Hapax legomenon refers to the appearance of a word or an expression in a body of text, not to either its origin or its prevalence in speech. It thus differs from a nonce word, also called an occasionalism, a lexeme created for a single occasion to solve an immediate problem of communication. Nonce words often appear several times in the work which coins it.

Hapax legomena in ancient texts are usually difficult to decipher, since it is easier to infer meaning from multiple contexts than from just one. For example, many of the remaining undeciphered Mayan glyphs are hapax legomena, and Biblical hapax legomena sometimes pose problems in Hebrew translation. Hapax legomena also pose challenges in natural language processing (computer interpretation of text).

Some scholars consider Hapax legomena useful in determining the authorship of written works. P. N. Harrison, in ‘The Problem of the Pastoral Epistles’ (1921) made hapax legomena popular among Bible scholars, when he argued that there are considerably more of them in the three Pastoral Epistles than in other Pauline Epistles.
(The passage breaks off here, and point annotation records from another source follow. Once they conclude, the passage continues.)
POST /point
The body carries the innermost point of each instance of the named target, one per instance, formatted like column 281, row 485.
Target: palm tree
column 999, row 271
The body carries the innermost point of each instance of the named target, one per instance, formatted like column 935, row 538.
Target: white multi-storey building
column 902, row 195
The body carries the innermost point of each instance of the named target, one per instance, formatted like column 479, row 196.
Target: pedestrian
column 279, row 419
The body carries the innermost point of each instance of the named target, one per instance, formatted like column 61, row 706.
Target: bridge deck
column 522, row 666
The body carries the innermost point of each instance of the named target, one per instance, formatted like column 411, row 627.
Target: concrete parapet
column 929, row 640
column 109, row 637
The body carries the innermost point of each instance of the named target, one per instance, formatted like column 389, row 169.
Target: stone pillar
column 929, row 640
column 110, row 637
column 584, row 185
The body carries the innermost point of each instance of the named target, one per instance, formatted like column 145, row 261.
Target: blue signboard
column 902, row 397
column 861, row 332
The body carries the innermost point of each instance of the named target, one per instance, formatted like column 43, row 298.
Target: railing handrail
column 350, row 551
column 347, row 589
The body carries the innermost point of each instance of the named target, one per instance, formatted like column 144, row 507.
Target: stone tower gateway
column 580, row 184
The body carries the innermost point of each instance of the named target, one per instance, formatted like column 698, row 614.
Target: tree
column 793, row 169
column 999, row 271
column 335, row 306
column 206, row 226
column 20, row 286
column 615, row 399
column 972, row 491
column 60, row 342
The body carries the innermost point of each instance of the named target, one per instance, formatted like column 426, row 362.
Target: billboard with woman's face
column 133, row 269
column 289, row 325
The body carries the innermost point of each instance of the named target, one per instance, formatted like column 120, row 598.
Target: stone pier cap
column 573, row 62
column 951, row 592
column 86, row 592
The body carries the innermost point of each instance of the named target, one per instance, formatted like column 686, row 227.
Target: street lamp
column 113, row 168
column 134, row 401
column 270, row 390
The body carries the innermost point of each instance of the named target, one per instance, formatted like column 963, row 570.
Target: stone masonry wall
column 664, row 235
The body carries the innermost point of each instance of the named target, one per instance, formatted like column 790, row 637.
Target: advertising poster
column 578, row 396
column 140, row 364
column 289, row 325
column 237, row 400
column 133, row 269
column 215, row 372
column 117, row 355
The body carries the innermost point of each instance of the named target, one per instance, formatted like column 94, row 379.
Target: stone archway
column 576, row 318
He argued that the number of hapax legomena in a putative author’s corpus indicates his or her vocabulary and is characteristic of the author as an individual.

Harrison’s theory has faded in significance due to a number of problems raised by other scholars. For example, in 1896, W. P. Workman found the differences to be moderate in comparison to the variation among other Epistles. This was reinforced when Workman looked at several plays by Shakespeare, which showed similar variations.

There are also subjective questions over whether two forms amount to ‘the same word’ in regard to plural forms. The ‘Jewish Encyclopedia’ points out that, although there are 1,500 hapaxes in the Hebrew Bible, only about 400 are not obviously related to other attested word forms. Classical Chinese and Japanese literature contains many Chinese characters that feature only once in the corpus, and their meaning and pronunciation has often been lost. They are known in Japanese as ‘kogo,’ literally ‘lonely characters.’

Notable English literary hapaxes include ‘floather’ (a synonym for snowflake, from an thirteenth century English manuscript entitled ‘The XI Pains of Hell’), ‘hebenon’ (a poison referred to in Shakespeare’s ‘Hamlet’ only once), ‘indexy'(used in Bram Stoker’s ‘Dracula’ as an adjective to describe an odd situational state), ‘nortelrye’ (a word for ‘education’ that occurs only once in Chaucer’s work), and Sassigassity (a type of audacity occuring only once in Dickens’s short story ‘A Christmas Tree.’